Street-Porter’s one-woman show All the Rage, a hit at last year’s Edinburgh Festival, was conceived on the cusp of depression after the breakdown of a relationship. Neil Tennant of the Pet Shop Boys, a close friend, suggested she might convert angst into entertainment. Competitive to the marrow, she rose to the challenge and proceeded to string together chain-saw verbals for her stage rant, incorporating various husbands, work colleagues and her mother as prime targets. With All the Rage on tour, she has now produced Baggage: My Childhood, an autobiography looking at her early life.
It opens promisingly enough. Her parents, Cherrie and Stan, no strangers to the sexual freedoms of wartime Britain, meet at a dance in the summer of 1942. Although both are already married to other people, they embark on a ‘tempestuous relationship’ in which ‘what wasn’t said was more important than what was’. For Cherrie it meant permanent escape from the privations of the tiny stone cottage in North Wales where she was raised. The couple stuck together and in December 1946 along came Janet. It took a further seven years to legalise their union. As their eagle-eyed daughter would observe, the display of wedding photos that signalled respectability in every other household was, in hers, conspicuous by its absence.
The mortgage of £4 a week on a terraced house in Fulham was too steep for her father’s salary as an electrical engineer and so the top two floors, including the inside toilet, were let to a bus driver and his family. This meant that the Bulls had to use the outside lavatory and wash in the scullery, much to Janet’s umbrage. Cherrie’s best friend Eileen also became a paying guest but Cherrie, eight months pregnant with her second child, discovered her in a compromising position with Stan and showed her the door. Cherrie’s younger sister Violet was wrenched out of school and drafted in as a substitute, her potential career casually sacrificed in the service of domestic harmony. However, the arrangement seems to have been congenial. The sisters could chat away together in Welsh, enjoying a privacy denied the rest of the household. Even the budgie spoke Welsh, unlike Janet, who felt even more alienated than usual on family holidays in her mother’s home village of Llanfairfechan.
Stan Bull made no secret of the fact that he would have preferred sons. Generally reserved, he asserted his position as head of the household in table-thumping, martinet moments. Keeping up appearances involved insisting that his wife should wear a spotless white apron when serving food, even on picnics.

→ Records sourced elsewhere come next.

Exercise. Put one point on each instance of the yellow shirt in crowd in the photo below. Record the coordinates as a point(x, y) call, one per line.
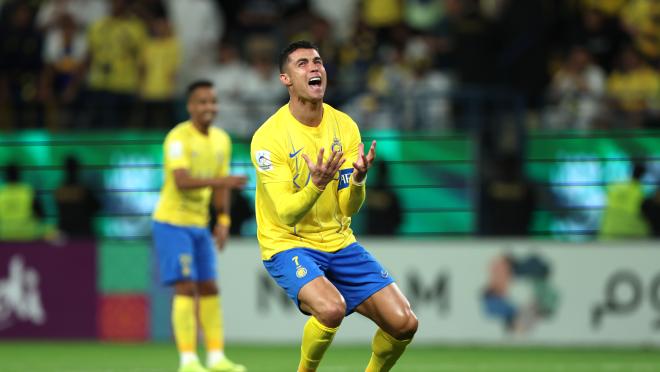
point(114, 45)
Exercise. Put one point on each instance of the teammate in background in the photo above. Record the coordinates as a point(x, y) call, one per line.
point(306, 195)
point(622, 215)
point(196, 167)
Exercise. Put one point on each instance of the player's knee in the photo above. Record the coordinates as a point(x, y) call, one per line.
point(185, 288)
point(406, 326)
point(207, 288)
point(332, 313)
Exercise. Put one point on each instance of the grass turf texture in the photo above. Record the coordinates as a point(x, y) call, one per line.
point(151, 357)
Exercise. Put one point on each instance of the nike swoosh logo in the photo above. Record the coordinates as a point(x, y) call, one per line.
point(293, 154)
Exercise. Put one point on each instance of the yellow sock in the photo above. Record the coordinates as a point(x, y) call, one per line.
point(316, 340)
point(210, 316)
point(183, 323)
point(386, 350)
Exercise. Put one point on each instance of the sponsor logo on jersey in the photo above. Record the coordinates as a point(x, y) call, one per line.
point(344, 178)
point(263, 160)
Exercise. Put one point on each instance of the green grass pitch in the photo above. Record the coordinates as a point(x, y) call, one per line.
point(151, 357)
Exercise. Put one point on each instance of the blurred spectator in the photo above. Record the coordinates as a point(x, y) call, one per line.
point(499, 299)
point(228, 76)
point(633, 89)
point(83, 12)
point(199, 26)
point(64, 56)
point(622, 215)
point(575, 93)
point(20, 210)
point(507, 199)
point(262, 87)
point(428, 91)
point(651, 212)
point(384, 212)
point(341, 14)
point(159, 65)
point(20, 67)
point(641, 18)
point(601, 35)
point(384, 16)
point(115, 43)
point(524, 35)
point(76, 203)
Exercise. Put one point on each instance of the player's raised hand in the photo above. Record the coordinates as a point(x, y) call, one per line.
point(363, 163)
point(322, 173)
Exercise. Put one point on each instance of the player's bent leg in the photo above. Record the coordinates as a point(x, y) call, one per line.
point(328, 308)
point(211, 319)
point(185, 327)
point(397, 323)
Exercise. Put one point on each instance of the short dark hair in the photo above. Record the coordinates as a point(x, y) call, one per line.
point(300, 44)
point(196, 85)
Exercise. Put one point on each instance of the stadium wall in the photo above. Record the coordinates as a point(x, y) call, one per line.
point(464, 292)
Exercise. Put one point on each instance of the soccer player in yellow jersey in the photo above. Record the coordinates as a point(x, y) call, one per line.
point(311, 173)
point(196, 157)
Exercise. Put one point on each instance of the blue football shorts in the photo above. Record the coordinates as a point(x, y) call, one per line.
point(184, 253)
point(352, 270)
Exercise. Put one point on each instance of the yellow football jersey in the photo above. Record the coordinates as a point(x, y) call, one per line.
point(284, 187)
point(204, 156)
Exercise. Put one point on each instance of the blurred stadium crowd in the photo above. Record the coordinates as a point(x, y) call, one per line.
point(432, 65)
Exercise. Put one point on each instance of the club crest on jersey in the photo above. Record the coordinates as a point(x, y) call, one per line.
point(301, 271)
point(344, 178)
point(336, 145)
point(262, 158)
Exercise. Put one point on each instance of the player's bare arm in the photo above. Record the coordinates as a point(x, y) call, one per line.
point(363, 163)
point(185, 181)
point(322, 173)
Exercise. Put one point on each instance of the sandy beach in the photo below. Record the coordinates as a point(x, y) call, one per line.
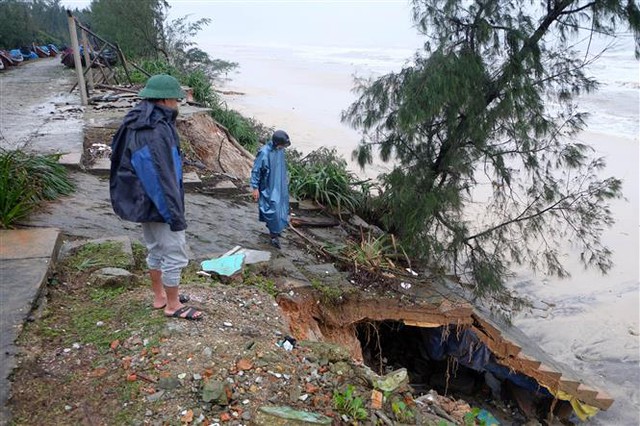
point(589, 321)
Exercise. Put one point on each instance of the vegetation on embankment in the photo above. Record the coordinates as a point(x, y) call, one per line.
point(26, 182)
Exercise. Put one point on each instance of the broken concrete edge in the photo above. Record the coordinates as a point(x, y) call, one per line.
point(585, 400)
point(19, 241)
point(71, 160)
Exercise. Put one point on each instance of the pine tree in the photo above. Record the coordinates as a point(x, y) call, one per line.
point(473, 111)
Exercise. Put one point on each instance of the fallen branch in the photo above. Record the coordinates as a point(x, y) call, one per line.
point(229, 92)
point(117, 88)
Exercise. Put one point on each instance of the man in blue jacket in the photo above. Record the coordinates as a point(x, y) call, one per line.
point(270, 185)
point(146, 187)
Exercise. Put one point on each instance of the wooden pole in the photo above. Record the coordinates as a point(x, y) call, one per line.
point(76, 58)
point(87, 60)
point(124, 63)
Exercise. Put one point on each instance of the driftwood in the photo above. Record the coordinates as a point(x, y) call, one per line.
point(116, 88)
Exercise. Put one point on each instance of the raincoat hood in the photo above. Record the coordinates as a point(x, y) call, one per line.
point(147, 115)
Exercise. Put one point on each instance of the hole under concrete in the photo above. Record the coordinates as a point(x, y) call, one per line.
point(445, 359)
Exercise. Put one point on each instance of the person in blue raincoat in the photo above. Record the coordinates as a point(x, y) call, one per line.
point(270, 185)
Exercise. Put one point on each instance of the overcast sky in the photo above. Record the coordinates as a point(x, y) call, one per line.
point(326, 23)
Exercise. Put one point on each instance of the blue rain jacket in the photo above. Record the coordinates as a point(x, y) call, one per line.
point(269, 175)
point(146, 168)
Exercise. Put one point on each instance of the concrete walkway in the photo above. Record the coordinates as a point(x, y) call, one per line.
point(26, 257)
point(37, 114)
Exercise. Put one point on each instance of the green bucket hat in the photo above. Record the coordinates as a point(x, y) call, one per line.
point(162, 86)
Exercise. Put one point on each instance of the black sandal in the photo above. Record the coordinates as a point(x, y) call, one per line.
point(190, 313)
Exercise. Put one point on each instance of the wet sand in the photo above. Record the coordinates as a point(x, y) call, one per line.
point(589, 322)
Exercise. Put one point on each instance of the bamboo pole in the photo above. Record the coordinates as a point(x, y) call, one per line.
point(124, 63)
point(76, 58)
point(87, 61)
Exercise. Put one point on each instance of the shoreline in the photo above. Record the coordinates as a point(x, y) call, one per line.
point(594, 323)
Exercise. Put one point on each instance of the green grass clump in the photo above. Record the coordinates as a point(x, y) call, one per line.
point(27, 180)
point(263, 283)
point(349, 404)
point(92, 256)
point(322, 176)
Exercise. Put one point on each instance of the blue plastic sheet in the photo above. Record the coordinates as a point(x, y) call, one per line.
point(227, 265)
point(469, 351)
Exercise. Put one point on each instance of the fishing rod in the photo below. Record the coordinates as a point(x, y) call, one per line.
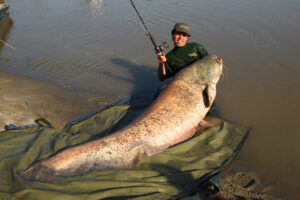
point(157, 48)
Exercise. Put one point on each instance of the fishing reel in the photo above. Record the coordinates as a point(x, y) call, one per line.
point(161, 48)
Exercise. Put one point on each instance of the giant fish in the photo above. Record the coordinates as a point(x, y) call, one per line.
point(171, 119)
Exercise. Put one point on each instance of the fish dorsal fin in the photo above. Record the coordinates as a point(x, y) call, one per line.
point(207, 98)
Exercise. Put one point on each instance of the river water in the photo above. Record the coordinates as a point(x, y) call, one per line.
point(98, 48)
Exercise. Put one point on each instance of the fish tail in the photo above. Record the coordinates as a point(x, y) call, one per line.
point(38, 172)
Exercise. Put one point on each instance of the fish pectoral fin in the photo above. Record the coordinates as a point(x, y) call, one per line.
point(206, 124)
point(38, 172)
point(207, 97)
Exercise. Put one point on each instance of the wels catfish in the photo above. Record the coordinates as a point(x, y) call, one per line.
point(171, 119)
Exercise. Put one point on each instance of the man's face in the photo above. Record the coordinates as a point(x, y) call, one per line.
point(180, 39)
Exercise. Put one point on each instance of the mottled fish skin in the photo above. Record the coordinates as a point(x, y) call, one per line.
point(171, 119)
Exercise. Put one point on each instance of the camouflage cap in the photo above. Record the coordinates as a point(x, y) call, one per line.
point(182, 27)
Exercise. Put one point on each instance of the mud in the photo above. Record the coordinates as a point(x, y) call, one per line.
point(241, 185)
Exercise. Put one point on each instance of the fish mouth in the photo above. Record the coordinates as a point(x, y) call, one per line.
point(219, 60)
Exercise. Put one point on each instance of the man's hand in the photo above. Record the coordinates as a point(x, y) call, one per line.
point(161, 57)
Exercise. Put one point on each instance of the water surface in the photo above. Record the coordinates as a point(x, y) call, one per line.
point(98, 48)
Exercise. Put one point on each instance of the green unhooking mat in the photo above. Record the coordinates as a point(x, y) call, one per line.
point(175, 173)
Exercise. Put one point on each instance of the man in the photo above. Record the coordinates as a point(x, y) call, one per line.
point(181, 55)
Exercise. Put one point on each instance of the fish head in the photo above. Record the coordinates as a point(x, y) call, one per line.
point(205, 71)
point(208, 70)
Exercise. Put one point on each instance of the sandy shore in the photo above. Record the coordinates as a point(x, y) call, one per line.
point(24, 99)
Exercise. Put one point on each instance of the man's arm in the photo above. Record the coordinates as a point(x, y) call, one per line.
point(161, 71)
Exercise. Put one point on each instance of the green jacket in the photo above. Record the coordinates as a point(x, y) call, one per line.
point(179, 57)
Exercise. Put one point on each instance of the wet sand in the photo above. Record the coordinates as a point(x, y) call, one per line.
point(24, 99)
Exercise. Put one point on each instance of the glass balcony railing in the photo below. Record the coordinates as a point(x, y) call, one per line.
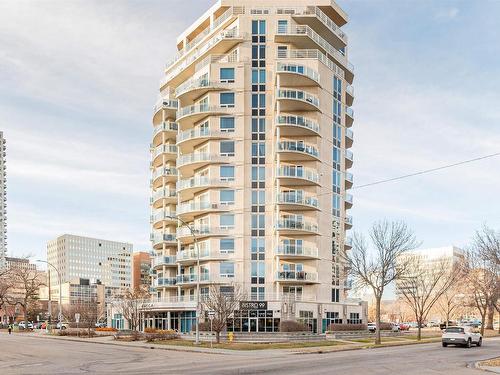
point(298, 95)
point(298, 147)
point(298, 121)
point(297, 198)
point(297, 251)
point(298, 69)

It came as a bombshell to the teenage daughters that they were all moving to Perivale, an anonymous London suburb. They had no say in the matter. This triumph of the philistines still gets to Street-Porter. She actually seems to believe that the experiences she enumerates with such wounded astonishment were uniquely awful. It was all so unfair, she is constantly saying. The hypocrisies of her parents may have been legion, but they were bog standard for the time. Far from being ‘extraordinarily bizarre’, her childhood milieu was unexceptional.
Abortions, rebellions, boys and bands dominate her late teens. Nifty with a sewing machine, she runs up trendy little numbers to sell through boutiques and becomes a face on London’s happening scene. On meeting her future husband, Tim Street-Porter, she dumps the previous model with the ruthless single-mindedness that will fuel the rise and rise of the mouf of yoof. By 1988 she was BBC Head of Youth and Entertainment Features, and is now Editor at Large for the Independent on Sunday.
Street-Porter confesses to having a low boredom threshold. She makes no concessions to that possibility in her readers. In the flesh she comes over as forthright, resilient and entertaining but on the pages of this memoir she is petulant, vulnerable and tediously point-scoring. Despite the Ortenesque material to hand, large tracts are dull as ditch water, although we are left in no doubt that in her own fine opinion of herself she is unremittingly amusing and ironic. Janet Street-Porter is an unabashedly self-made and self-promoting baggage. Goodness has nothing to do with it.